Consider this scenario. What if parcel data producers, mostly local governments in the U.S. and about 6,000 different local governments, made ice cream instead of parcel data. Almost everyone loves ice cream but few understand the challenges of making large batches of consistent texture, predictably flavored ice cream. Locally made ice cream would reflect local tastes and preferences and would evolve with the local needs and demands.
Complicating things is each state would have rules for ice cream packaging, pricing, butter fat content, and maybe even the wafers that could be used for making ice cream cones.
A consumer might think it is a simple enough question, “I would like some vanilla ice cream.” The ice cream maker knows there are dozens and dozens of vanilla flavors from plain vanilla to French vanilla with variations including premium churned, fat free, egg free, extra creamy, triple vanilla and many others. This does not include the branded names for vanilla, which might be New York vanilla, West Coast California vanilla, and Wisconsin true vanilla.
The mix of the base ice cream, it’s composition, fat content, churning method, and other processing variations plus the vanilla flavoring itself adds much variation and nuance. For example “natural flavoring” is castoreum, which is a secretion from the castor sacs of adult North American beavers. “Real vanilla” comes from a Mexican orchid and from subspecies in Madagascar, the West Indies and South America.
Why is it so hard to just get a national vanilla ice cream based on the locally produced ice cream?
The local ice cream makers who understand the highly nuanced and local needs find it hard to even find the words to explain the variations in vanilla much less the other flavors and types of ice cream cones that are found across the nation.
With over 6,000 producers across the country, it is not unexpected that there are many variations and nuances. A simple request for a vanilla ice cream cone has many options, so does requesting parcel information.
The Business Case for a Publication Standard
The purpose of a publication standard is to describe the business uses and needs to support defined applications. The publication standard is not a random set of features and attributes.
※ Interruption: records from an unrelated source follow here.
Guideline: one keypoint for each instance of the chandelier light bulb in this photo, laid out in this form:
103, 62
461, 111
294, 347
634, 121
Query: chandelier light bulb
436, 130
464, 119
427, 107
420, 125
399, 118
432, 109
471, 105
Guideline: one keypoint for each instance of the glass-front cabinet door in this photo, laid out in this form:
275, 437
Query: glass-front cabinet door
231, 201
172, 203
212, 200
In the ice cream example every producer will have variations in vanilla and a host of other flavors but it is unlikely that every producer will have the same combination of flavors. The publication standard provides a standard data request that each producer completes as best they can.
The publication standard educates the business user as well as the data producer. It provides a way for the data producer to understand why and how data are used, it limits the number of data elements the data steward has to publish, and it makes the highly variable and highly nuanced operational data easier for the data requester to understand.
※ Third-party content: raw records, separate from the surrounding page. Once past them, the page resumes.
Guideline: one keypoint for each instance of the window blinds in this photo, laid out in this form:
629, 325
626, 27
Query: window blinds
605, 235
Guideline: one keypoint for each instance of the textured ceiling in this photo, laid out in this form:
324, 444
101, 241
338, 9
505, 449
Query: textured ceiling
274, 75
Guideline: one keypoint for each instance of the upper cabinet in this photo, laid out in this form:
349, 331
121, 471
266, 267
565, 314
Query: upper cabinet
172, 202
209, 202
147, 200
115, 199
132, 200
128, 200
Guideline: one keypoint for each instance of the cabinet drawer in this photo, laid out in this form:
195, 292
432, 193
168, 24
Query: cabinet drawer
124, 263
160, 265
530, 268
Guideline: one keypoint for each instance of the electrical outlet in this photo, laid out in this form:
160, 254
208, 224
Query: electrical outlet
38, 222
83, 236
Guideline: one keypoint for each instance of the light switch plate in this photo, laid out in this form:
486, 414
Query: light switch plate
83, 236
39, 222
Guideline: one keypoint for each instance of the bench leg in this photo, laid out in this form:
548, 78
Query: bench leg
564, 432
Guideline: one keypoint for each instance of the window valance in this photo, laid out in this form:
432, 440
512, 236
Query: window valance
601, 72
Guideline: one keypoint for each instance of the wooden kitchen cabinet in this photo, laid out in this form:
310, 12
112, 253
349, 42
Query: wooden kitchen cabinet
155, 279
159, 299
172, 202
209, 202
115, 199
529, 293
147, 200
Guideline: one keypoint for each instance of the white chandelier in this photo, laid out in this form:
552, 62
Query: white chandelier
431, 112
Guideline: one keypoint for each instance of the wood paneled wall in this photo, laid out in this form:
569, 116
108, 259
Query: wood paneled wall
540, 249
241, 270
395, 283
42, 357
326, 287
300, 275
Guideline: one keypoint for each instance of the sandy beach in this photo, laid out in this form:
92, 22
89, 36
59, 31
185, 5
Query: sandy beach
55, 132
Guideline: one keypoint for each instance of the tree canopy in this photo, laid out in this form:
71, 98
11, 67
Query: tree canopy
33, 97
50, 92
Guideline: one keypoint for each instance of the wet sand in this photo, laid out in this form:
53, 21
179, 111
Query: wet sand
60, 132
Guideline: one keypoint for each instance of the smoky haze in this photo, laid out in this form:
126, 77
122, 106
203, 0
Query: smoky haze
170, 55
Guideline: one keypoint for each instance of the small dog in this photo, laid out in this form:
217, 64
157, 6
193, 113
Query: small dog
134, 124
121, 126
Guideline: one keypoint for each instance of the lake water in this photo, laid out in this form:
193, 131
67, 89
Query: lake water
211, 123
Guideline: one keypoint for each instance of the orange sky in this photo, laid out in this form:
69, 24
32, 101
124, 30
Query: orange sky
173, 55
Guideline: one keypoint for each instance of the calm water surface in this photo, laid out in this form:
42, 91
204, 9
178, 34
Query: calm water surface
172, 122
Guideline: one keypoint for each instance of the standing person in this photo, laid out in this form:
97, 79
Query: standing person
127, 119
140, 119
This point was made in the Fair and Equitable article “Sharing the Data You Have - Getting the Data You Need”, William Craig and Nancy von Meyer, February 2009 p 9.
“Applications that need parcel data but do not understand the finer points of parcel information cannot distinguish between taxable value and market value, much less decipher which value in the local data set contains the necessary value information.”
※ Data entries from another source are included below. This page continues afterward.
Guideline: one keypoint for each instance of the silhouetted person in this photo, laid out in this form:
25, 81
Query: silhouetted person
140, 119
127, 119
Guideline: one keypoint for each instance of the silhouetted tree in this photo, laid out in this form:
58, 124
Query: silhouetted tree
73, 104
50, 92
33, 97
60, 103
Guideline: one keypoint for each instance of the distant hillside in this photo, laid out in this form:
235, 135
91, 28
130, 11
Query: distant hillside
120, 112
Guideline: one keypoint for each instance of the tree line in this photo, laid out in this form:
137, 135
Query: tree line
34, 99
The National Cadastral Parcel Publication Standard
The Federal Geographic Data Committee (FGDC) Cadastral Subcommittee has a fairly in depth content standard for cadastral data. It defines the components of land descriptions, cadastral reference systems, legal measurements, corner monumentation, corner coordinate values, rights and interests, and restrictions to rights and interests. The content standard provides a checklist of information that could be included in a cadastral data system, but it is not an implementation standard and it is not a publication standard.
Recognizing that the path to implementation required building a publication standard or guideline, the Subcommittee examined several critical national business uses including hurricane and wildland fire response and recovery, economic and mortgage monitoring and response, and energy development and reclamation. These were business uses that existed across the country and could be used to define a starting national publication guideline. Each state could add to this base guideline, but a starting base was seen as one path to increased standard implementation.
The resulting guideline includes components for cadastral reference information (Public land Survey System, land Grants, Subdivisions etc.) and parcel information (real estate tax parcels and coming soon federally managed land parcels). The publication guideline or standard is not intended to be a burden to data stewards, it is intended to enhance communication and encourage the use of this valuable data set in business applications.